For Barry, everything is a negotiation: In the Harlem apartment he rents with Will, the neighbors—locals, not students—test him. The tests might be simple, as seemingly straightforward as bumming a cigarette. But the terms of these transactions are both delicate and crucial. That’s what makes Barry such a sharp, well observed picture, one that’s not just one president’s story but also a sly examination of how race isn’t always the major thing that divides us. Your social class, your sex, your level of education, your sexual orientation, even just the way you carry yourself—any combination of these things can shift you, prismatically, into so many different categories that it’s a wonder any of us can say definitively (if inaccurately) who we really are.
Barack Obama, the man, and Barry, the character, are both case studies for that idea. Yet Gandhi, working from a script by Adam Mansbach, has made a film that's more about people than about concepts. At its simplest level, Barry works as a story about a young man navigating a new, bewildering environment. In this particular case, we’re talking about a black man who grew up in Hawaii and Indonesia, who was raised by a single mother (played here as a vibrant, vaguely spacey presence by Ashley Judd), but who finds his Ivy League classroom to be even more jungle-like than the “urban” environment of his new Harlem neighborhood. At one point an entitled white dude in one of his classes—there were tons of these around in the early ‘80s, though, like the poor, they are always with us—angrily demands to know why black people always have to make everything about slavery. A white woman in the same class, Charlotte (Anya Taylor Joy), ends up becoming Barry’s girlfriend. and though she understands him better than most people seem to, the things she can’t quite carve a chasm between them.
Barry is the second movie this year to dramatize some angle of the president’s life.
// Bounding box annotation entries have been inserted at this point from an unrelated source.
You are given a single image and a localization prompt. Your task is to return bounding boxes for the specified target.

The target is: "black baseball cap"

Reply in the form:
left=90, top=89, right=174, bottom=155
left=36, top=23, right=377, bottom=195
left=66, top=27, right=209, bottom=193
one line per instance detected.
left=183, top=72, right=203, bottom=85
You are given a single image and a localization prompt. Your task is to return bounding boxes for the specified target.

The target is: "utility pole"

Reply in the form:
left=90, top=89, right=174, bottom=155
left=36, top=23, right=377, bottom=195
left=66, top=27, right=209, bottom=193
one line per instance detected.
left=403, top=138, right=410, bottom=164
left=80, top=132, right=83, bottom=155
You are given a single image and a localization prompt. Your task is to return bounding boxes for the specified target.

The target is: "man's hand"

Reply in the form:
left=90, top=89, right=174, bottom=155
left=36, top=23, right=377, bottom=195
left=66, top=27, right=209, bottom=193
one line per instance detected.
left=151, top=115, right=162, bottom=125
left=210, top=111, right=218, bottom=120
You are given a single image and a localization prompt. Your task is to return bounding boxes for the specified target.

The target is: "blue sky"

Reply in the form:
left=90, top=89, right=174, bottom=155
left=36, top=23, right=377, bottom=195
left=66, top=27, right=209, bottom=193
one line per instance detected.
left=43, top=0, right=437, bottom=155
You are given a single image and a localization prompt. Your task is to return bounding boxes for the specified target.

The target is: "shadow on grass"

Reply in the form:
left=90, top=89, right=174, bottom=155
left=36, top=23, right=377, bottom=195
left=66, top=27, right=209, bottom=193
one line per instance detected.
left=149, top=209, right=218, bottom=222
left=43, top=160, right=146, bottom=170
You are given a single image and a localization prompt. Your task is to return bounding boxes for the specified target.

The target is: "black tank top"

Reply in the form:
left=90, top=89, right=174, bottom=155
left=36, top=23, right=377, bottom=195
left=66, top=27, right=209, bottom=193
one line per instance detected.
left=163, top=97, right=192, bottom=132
The first was Richard Tanne’s lovely snapshot Southside with You, in which Parker Sawyers and Tika Sumpter played young Barack and Michelle Obama, sparring through their first date and, as we’ve seen, living to tell the tale. Barry makes a smart companion piece to that film: As Sawyers did, Terrell captures the loping rhythms of Obama’s speech patterns, and the way, in telling a joke or making a declarative statement, he always seems to be just a little behind the beat, even though he’s really most likely thinking two beats ahead.
The movie’s most striking element is its treatment of Barry’s friendship with another young man of color whom he meets on the neighborhood basketball court, one he assumes is a Harlem local—they don’t talk, they just play ball. Then Barry learns that the guy, PJ (Jason Mitchell, the wonderful actor who played Easy-E in Straight Outta Compton), is actually a Columbia Business School student, one who grew up in the projects. He gives Barry, who has no sense of what the projects are like but wants to learn, a mini-tour of where he grew up. At one point PJ wonders aloud how he can be, in almost every way, so much like the people he grew up with, and yet so different, or at least so capable of forging a vastly different life. Barry offers no easy answers to that question, though it does sidle up to one possible key: Perhaps where you come from is less important than where you belong.